Ruang Kosong

Ada rasa untuk menampakkan sesuatu, sedang aku tak tahu mengapa harus begitu


status gus wajih
Pada akhirnya kamu merasa banyak mengumpulkan informasi, namun kamu sendiri tak bisa memanfaatkannya. Jika apa yang kamu dapatkan tak bisa bermanfaat untuk dirimu sendiri, bagaimana bisa kamu berharap hal itu akan bermanfaat bagi orang lain?

Mungkin akan lebih baik jika menepi. Menjaga jarak dari aneka hal yang biasa melekat pada dirimu. Juga pada banyak informasi yang sudah kau kumpulkan.
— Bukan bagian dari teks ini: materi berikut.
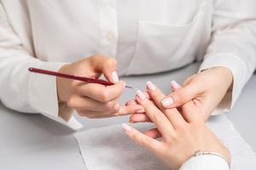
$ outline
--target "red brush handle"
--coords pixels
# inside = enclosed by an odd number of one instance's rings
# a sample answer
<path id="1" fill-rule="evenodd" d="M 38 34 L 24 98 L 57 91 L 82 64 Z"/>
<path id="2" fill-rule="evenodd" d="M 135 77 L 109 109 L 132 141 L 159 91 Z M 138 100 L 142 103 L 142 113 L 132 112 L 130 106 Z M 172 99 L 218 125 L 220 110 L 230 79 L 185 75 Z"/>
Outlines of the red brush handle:
<path id="1" fill-rule="evenodd" d="M 74 76 L 74 75 L 68 75 L 68 74 L 64 74 L 61 72 L 55 72 L 52 71 L 46 71 L 43 69 L 37 69 L 37 68 L 29 68 L 29 71 L 32 72 L 36 72 L 36 73 L 40 73 L 40 74 L 44 74 L 44 75 L 50 75 L 50 76 L 61 76 L 64 78 L 69 78 L 73 80 L 79 80 L 85 82 L 90 82 L 90 83 L 97 83 L 97 84 L 102 84 L 105 86 L 111 86 L 113 85 L 113 82 L 105 81 L 105 80 L 101 80 L 101 79 L 95 79 L 95 78 L 88 78 L 85 76 Z"/>

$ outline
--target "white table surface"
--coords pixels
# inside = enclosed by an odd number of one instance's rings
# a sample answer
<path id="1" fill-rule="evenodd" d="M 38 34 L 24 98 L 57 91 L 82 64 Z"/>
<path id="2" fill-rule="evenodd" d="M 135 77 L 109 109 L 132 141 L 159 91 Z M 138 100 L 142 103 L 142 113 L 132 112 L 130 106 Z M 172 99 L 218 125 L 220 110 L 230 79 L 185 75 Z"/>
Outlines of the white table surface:
<path id="1" fill-rule="evenodd" d="M 198 65 L 194 64 L 175 71 L 123 79 L 127 84 L 141 89 L 150 80 L 169 93 L 172 80 L 182 82 L 185 77 L 196 72 Z M 121 102 L 134 94 L 133 90 L 126 89 Z M 256 151 L 256 75 L 253 76 L 235 108 L 227 115 Z M 127 116 L 97 120 L 76 117 L 84 125 L 82 130 L 128 120 Z M 41 115 L 18 113 L 0 104 L 0 169 L 86 169 L 73 133 L 68 128 Z"/>

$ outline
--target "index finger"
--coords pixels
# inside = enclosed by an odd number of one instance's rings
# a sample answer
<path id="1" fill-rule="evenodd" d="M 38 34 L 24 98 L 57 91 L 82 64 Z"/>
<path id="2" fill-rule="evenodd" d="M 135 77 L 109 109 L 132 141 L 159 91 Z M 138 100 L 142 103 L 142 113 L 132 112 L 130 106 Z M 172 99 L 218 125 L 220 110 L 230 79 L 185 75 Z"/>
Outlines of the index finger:
<path id="1" fill-rule="evenodd" d="M 174 135 L 175 130 L 164 113 L 150 102 L 140 90 L 137 94 L 137 100 L 143 106 L 146 114 L 155 124 L 162 136 L 168 137 L 170 134 L 172 136 Z"/>
<path id="2" fill-rule="evenodd" d="M 96 83 L 86 83 L 79 87 L 78 93 L 102 103 L 119 98 L 124 89 L 124 82 L 120 81 L 112 86 L 103 86 Z"/>

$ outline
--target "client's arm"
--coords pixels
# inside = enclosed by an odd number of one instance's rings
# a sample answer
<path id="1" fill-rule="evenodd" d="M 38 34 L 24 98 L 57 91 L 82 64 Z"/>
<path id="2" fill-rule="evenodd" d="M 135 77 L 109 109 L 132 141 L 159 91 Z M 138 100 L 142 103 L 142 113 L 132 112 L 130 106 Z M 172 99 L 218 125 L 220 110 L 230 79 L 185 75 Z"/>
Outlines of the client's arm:
<path id="1" fill-rule="evenodd" d="M 172 169 L 229 169 L 229 150 L 207 128 L 193 102 L 185 104 L 182 111 L 165 109 L 161 100 L 166 95 L 160 90 L 148 83 L 148 93 L 152 101 L 140 91 L 137 100 L 156 128 L 143 134 L 124 124 L 125 132 L 131 139 L 155 154 Z M 161 140 L 154 139 L 160 134 Z"/>

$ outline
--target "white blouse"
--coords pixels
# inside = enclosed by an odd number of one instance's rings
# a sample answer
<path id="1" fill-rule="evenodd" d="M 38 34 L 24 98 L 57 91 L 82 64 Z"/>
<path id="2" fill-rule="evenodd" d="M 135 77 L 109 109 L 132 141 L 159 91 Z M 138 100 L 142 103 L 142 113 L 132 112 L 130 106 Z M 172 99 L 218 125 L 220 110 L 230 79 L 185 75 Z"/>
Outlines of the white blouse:
<path id="1" fill-rule="evenodd" d="M 9 108 L 58 117 L 55 78 L 30 74 L 102 54 L 119 75 L 169 71 L 202 61 L 224 66 L 234 105 L 256 67 L 255 0 L 0 0 L 0 99 Z M 217 112 L 215 112 L 216 114 Z"/>

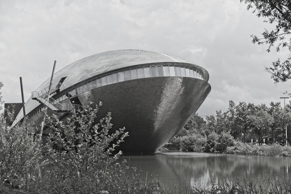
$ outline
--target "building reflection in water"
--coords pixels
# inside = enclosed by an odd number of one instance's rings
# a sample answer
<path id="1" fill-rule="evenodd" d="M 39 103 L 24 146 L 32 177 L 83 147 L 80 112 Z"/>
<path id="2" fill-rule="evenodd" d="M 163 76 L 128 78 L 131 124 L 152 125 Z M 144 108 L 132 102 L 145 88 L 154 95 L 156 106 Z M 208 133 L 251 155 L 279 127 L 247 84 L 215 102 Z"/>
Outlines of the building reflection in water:
<path id="1" fill-rule="evenodd" d="M 128 155 L 130 167 L 143 178 L 151 175 L 160 182 L 175 184 L 181 180 L 192 186 L 207 186 L 211 181 L 251 179 L 264 184 L 290 179 L 290 158 L 215 154 L 196 152 L 158 152 L 146 156 Z M 132 171 L 129 172 L 130 174 Z M 129 174 L 130 176 L 130 175 Z"/>

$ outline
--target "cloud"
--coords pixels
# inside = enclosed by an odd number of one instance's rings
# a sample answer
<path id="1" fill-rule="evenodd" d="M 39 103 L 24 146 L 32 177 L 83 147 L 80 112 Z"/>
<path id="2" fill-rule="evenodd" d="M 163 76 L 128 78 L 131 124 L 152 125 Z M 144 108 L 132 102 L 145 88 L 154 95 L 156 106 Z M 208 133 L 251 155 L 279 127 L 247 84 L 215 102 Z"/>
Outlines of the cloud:
<path id="1" fill-rule="evenodd" d="M 198 110 L 226 110 L 230 100 L 279 100 L 290 84 L 276 87 L 265 66 L 288 53 L 268 54 L 253 44 L 263 23 L 239 1 L 4 1 L 0 3 L 0 81 L 7 102 L 21 101 L 56 71 L 110 50 L 166 53 L 205 68 L 212 90 Z"/>

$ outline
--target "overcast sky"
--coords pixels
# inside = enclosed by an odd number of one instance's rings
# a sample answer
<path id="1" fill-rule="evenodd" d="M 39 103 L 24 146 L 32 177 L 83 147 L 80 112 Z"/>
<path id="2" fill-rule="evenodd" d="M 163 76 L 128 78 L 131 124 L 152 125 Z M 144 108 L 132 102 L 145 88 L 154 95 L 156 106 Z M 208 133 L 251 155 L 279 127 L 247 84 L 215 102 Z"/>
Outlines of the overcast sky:
<path id="1" fill-rule="evenodd" d="M 228 101 L 284 101 L 290 83 L 275 85 L 265 67 L 290 53 L 251 42 L 272 26 L 239 0 L 0 1 L 0 81 L 6 103 L 25 101 L 51 75 L 97 53 L 139 49 L 203 67 L 212 90 L 197 112 L 226 111 Z M 289 103 L 289 100 L 286 101 Z"/>

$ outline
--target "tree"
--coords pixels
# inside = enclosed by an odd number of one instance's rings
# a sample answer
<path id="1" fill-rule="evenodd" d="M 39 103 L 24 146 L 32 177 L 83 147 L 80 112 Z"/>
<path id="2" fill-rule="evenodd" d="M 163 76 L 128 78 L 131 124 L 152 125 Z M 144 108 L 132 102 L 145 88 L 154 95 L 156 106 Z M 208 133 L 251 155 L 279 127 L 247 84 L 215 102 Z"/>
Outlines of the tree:
<path id="1" fill-rule="evenodd" d="M 269 109 L 268 113 L 271 116 L 274 118 L 276 114 L 275 111 L 278 107 L 281 107 L 281 103 L 280 102 L 274 103 L 273 102 L 271 102 L 270 104 L 270 105 L 271 106 L 271 107 Z M 273 144 L 275 142 L 274 134 L 276 130 L 276 128 L 278 128 L 279 126 L 281 126 L 280 125 L 278 125 L 278 124 L 276 122 L 276 120 L 274 121 L 275 122 L 271 125 L 270 129 L 271 132 L 271 141 L 272 144 Z"/>
<path id="2" fill-rule="evenodd" d="M 260 108 L 251 116 L 250 119 L 257 130 L 259 143 L 261 144 L 262 132 L 270 127 L 270 125 L 274 122 L 274 119 L 265 110 Z"/>
<path id="3" fill-rule="evenodd" d="M 3 103 L 3 86 L 0 82 L 0 110 Z M 13 114 L 7 113 L 8 117 Z M 33 179 L 31 173 L 42 157 L 41 142 L 27 133 L 24 124 L 11 127 L 6 123 L 4 113 L 0 113 L 0 193 L 6 192 L 2 190 L 7 188 L 4 186 L 9 189 L 19 188 L 24 183 L 27 186 Z"/>
<path id="4" fill-rule="evenodd" d="M 74 110 L 64 123 L 54 117 L 56 121 L 51 127 L 55 132 L 49 135 L 45 146 L 49 159 L 45 163 L 55 167 L 51 172 L 54 178 L 48 184 L 54 188 L 52 193 L 126 191 L 120 186 L 125 180 L 120 178 L 120 175 L 125 174 L 127 167 L 124 161 L 122 163 L 117 162 L 121 151 L 113 153 L 128 133 L 124 132 L 124 127 L 111 131 L 110 113 L 96 124 L 101 104 L 96 105 L 94 108 L 87 106 L 80 112 Z M 53 149 L 56 145 L 63 151 Z"/>
<path id="5" fill-rule="evenodd" d="M 254 107 L 253 104 L 249 103 L 247 104 L 244 102 L 240 102 L 236 108 L 237 124 L 242 130 L 244 129 L 244 143 L 245 142 L 246 134 L 252 125 L 250 117 L 253 113 Z"/>
<path id="6" fill-rule="evenodd" d="M 275 121 L 278 126 L 282 128 L 282 140 L 284 141 L 285 127 L 290 123 L 291 120 L 291 109 L 288 106 L 284 108 L 281 106 L 277 106 L 274 110 L 274 116 Z"/>
<path id="7" fill-rule="evenodd" d="M 247 9 L 254 8 L 253 11 L 259 17 L 267 19 L 264 22 L 276 24 L 274 29 L 265 29 L 262 36 L 252 35 L 252 42 L 258 45 L 269 45 L 267 51 L 276 47 L 276 51 L 281 48 L 287 48 L 291 52 L 291 1 L 290 0 L 240 0 L 247 4 Z M 272 67 L 266 67 L 266 70 L 271 74 L 275 83 L 285 82 L 291 79 L 291 54 L 281 61 L 280 59 L 272 62 Z"/>

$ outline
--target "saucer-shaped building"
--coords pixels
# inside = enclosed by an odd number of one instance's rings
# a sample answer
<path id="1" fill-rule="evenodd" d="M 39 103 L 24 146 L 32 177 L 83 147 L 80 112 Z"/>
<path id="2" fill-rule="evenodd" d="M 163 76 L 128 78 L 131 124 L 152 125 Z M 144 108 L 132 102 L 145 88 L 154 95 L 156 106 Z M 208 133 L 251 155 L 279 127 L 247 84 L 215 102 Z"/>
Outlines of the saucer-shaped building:
<path id="1" fill-rule="evenodd" d="M 113 51 L 82 59 L 50 77 L 25 103 L 29 128 L 37 131 L 45 105 L 49 114 L 64 120 L 72 107 L 87 105 L 88 97 L 103 104 L 97 117 L 111 113 L 113 129 L 124 127 L 129 136 L 124 153 L 154 152 L 169 141 L 196 112 L 210 92 L 203 68 L 178 57 L 136 50 Z M 95 105 L 94 105 L 95 106 Z M 76 108 L 77 107 L 77 108 Z M 19 111 L 13 125 L 23 118 Z M 51 132 L 44 130 L 44 134 Z"/>

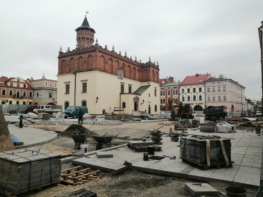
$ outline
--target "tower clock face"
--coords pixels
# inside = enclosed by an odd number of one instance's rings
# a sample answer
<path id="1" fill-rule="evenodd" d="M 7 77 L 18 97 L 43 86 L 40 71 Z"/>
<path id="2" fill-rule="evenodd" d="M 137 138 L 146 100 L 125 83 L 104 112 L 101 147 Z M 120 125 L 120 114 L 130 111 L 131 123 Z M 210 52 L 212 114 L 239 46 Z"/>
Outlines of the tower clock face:
<path id="1" fill-rule="evenodd" d="M 123 71 L 118 71 L 118 79 L 123 79 Z"/>

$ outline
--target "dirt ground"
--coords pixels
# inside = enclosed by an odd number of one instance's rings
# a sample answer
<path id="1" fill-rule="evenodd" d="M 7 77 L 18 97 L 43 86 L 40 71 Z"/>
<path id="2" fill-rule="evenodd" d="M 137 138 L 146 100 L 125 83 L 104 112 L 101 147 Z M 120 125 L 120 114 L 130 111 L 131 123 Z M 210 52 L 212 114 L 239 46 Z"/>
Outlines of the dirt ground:
<path id="1" fill-rule="evenodd" d="M 124 123 L 122 125 L 112 126 L 101 126 L 84 124 L 82 126 L 91 131 L 93 133 L 102 135 L 115 136 L 118 135 L 111 143 L 112 146 L 117 146 L 127 143 L 127 140 L 132 138 L 140 137 L 149 133 L 149 131 L 156 129 L 161 126 L 160 122 L 143 123 Z M 173 122 L 169 122 L 171 125 Z M 57 140 L 45 144 L 38 146 L 40 149 L 55 151 L 58 149 L 66 148 L 75 150 L 75 143 L 70 137 L 63 136 L 59 132 L 65 131 L 69 125 L 29 125 L 28 127 L 34 127 L 46 130 L 58 132 Z M 164 126 L 160 129 L 162 132 L 169 133 L 172 125 Z M 90 145 L 89 151 L 96 150 L 97 142 L 93 138 L 88 137 L 88 144 Z M 105 147 L 106 146 L 106 147 Z M 102 148 L 106 147 L 103 145 Z M 71 163 L 63 164 L 62 170 L 72 167 Z M 81 189 L 85 189 L 97 193 L 98 197 L 114 197 L 115 196 L 192 196 L 185 189 L 185 183 L 194 183 L 191 180 L 179 179 L 176 177 L 161 176 L 158 174 L 149 174 L 133 170 L 132 166 L 129 170 L 116 175 L 110 174 L 89 183 L 77 186 L 65 185 L 61 184 L 47 186 L 20 195 L 21 197 L 40 197 L 45 196 L 66 196 L 67 195 Z M 225 192 L 225 189 L 231 186 L 219 182 L 207 183 L 219 191 Z M 199 186 L 197 186 L 199 187 Z M 254 197 L 258 189 L 245 188 L 247 190 L 247 197 Z M 219 194 L 219 196 L 223 196 Z M 0 195 L 0 196 L 1 196 Z M 226 196 L 226 195 L 225 196 Z"/>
Tak ada yang salah dengan informasi itu. Hanya saja kau tak bisa mengolahnya, dan menjadikannya menubuh dalam dirimu. Kau butuh ruang kosong. Tempat di mana kau merasa bukan siapa-siapa. Ingat, kau memang bukan siapa-siapa, dan jangan pernah meragukan itu. Sebab nyatanya memang begitu.

Dari kekosongan itulah kau mulai bertanya "siapa aku?".

Dari kekosongan kau bisa membedakan mana yang kebutuhan dan keinginan. Kau mampu melihat mana yang nyata dan yang ilusi. Dari kekosongan itu pula cinta tak perlu menanggung rasa kecewa. Sebab tak ada alasan lain selain cinta itu sendiri.

Kekosongan itu akan bisa membantumu jujur. Jujur pada dirimu sendiri. Jujur untuk menuliskan apa yang kau rasakan, dan merasakan apa yang kau tuliskan. Sebagaimana kata seorang penulis yang mengatakan bahwa, rahasia kreatifnya dalam menulis novel Ialah membaca, menulis, dan kemudian melamun.

Dalam melamun kita akan sampai pada titik kejenuhan, hingga akhirnya menemui kekosongan. Setelah melewati titik kekosongan itulah dia mengungkapkan sesuatu lewat tulisan. Sayangnya hal itu terjadi saat belum banyak media yang menyerap perhatian kita.

Kekosongan di sini bukan lantas membuang semua informasi. Namun hanya menjaga jarak darinya. Semua ini dilakukan dalam rangka melihat otentiknya diri.

Diri yang otentik membuat kita jauh dari aneka kenaifan. Terlebih pada kenaifan yang membelenggu, dan menyiksa pada akhirnya.

Dan yang paling penting dari kekosongan adalah, kemurnian doa dan kekuatan rasa menerima.